While the system itself clearly has several safeguards against fraud, Shrum left us with a dose of reality: “Unethical clients and unscrupulous admissions consultants find each other. It’s rare that an innocent family gets steered into bribery by an unethical consultant, or vice versa. They know what they’re up to, and what/whom to look for. I can’t count the number of times an applicant or parent has asked me, ‘So you’ll write the essays for us, right?’ and when I explain that’s not how it works, they move on. In some cases, I’m sure they find an admissions consultant who will do just that for them. Both parties know that what they’re doing is wrong, but they seem to have no problem doing it.”

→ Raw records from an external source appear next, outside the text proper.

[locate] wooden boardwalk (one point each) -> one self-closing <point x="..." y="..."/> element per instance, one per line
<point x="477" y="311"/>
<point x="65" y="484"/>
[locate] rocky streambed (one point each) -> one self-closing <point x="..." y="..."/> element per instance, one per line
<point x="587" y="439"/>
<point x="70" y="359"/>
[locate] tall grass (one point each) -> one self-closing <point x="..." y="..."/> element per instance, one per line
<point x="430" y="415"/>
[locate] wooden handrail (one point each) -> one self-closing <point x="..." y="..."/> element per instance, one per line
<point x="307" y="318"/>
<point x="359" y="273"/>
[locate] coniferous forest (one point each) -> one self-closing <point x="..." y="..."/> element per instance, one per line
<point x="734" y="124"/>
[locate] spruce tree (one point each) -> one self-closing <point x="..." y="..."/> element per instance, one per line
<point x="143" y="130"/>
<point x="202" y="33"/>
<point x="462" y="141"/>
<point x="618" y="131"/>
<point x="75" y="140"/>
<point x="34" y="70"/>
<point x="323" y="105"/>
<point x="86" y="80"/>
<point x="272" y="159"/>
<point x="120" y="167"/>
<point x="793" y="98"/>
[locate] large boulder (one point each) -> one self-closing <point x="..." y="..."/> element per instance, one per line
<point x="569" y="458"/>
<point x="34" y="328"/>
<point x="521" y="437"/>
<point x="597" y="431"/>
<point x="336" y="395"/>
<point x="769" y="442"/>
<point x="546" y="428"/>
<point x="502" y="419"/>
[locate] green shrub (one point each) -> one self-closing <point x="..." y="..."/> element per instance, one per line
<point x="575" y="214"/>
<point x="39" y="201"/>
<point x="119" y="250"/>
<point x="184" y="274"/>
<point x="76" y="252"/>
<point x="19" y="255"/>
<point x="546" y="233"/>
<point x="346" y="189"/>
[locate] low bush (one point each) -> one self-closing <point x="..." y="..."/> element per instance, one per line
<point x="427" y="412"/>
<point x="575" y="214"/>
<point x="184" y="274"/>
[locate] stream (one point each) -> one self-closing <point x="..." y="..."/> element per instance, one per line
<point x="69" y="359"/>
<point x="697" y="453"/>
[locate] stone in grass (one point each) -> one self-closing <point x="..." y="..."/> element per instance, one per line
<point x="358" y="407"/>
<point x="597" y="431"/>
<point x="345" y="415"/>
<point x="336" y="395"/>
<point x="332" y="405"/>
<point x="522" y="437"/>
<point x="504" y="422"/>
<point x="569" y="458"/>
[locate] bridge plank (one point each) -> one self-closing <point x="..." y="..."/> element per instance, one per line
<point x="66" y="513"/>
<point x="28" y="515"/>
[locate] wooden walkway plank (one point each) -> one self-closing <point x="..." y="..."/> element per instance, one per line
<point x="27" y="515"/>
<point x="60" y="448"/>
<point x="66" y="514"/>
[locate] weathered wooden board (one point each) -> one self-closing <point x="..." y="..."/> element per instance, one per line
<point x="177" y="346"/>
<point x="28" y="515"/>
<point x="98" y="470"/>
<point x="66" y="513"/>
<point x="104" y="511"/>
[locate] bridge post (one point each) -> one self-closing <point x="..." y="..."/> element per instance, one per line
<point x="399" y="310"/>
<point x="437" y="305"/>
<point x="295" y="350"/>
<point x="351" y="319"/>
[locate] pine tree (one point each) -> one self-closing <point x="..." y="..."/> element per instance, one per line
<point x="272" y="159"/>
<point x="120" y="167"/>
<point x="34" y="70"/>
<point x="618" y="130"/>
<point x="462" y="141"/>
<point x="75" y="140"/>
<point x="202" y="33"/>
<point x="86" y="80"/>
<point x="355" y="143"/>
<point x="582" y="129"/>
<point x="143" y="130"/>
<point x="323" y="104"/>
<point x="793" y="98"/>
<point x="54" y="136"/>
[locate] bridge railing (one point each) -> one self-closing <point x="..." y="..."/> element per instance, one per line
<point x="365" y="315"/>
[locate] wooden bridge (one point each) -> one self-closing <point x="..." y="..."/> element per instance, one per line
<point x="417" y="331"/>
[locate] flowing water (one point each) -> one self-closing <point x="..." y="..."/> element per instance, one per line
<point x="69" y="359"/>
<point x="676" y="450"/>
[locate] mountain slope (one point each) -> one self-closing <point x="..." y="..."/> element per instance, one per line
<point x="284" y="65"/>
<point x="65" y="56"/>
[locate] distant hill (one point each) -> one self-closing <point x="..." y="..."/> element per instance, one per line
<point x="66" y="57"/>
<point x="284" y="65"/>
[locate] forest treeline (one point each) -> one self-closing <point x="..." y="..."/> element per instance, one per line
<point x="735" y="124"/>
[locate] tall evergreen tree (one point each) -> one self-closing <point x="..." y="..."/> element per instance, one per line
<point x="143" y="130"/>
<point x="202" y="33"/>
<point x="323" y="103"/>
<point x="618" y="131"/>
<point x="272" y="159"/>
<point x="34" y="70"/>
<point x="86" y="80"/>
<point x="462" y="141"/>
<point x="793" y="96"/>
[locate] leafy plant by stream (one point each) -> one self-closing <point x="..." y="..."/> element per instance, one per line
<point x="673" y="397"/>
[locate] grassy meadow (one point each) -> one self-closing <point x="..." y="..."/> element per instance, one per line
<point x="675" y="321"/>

Our view at Clear Admit is that what happened in the “Operation Varsity Blues” case is clearly repugnant and unethical.  It is also sad and a little puzzling.  Clear Admit co-founder Graham Richmond offered the following thoughts:  “On some level, this shouldn’t be shocking; it’s certainly not the first time we’ve seen people have ethical lapses when they can line their own pockets with money.  But what sticks with me is the role that the parents played.  These parents—who are presumably well educated and could have theoretically provided a great environment for their children to become smart young people and get into great schools on their own merit—felt the need to cheat.  I wonder if they were perhaps too busy with their careers and not bothering to parent (resulting in kids who weren’t motivated enough)…or if they were somehow led to believe that this is how the college admissions game is played.  Or perhaps it was just a case of them desperately wanting to be able to brag about the success of their children at cocktail parties?  In all cases, it’s just profoundly sad.”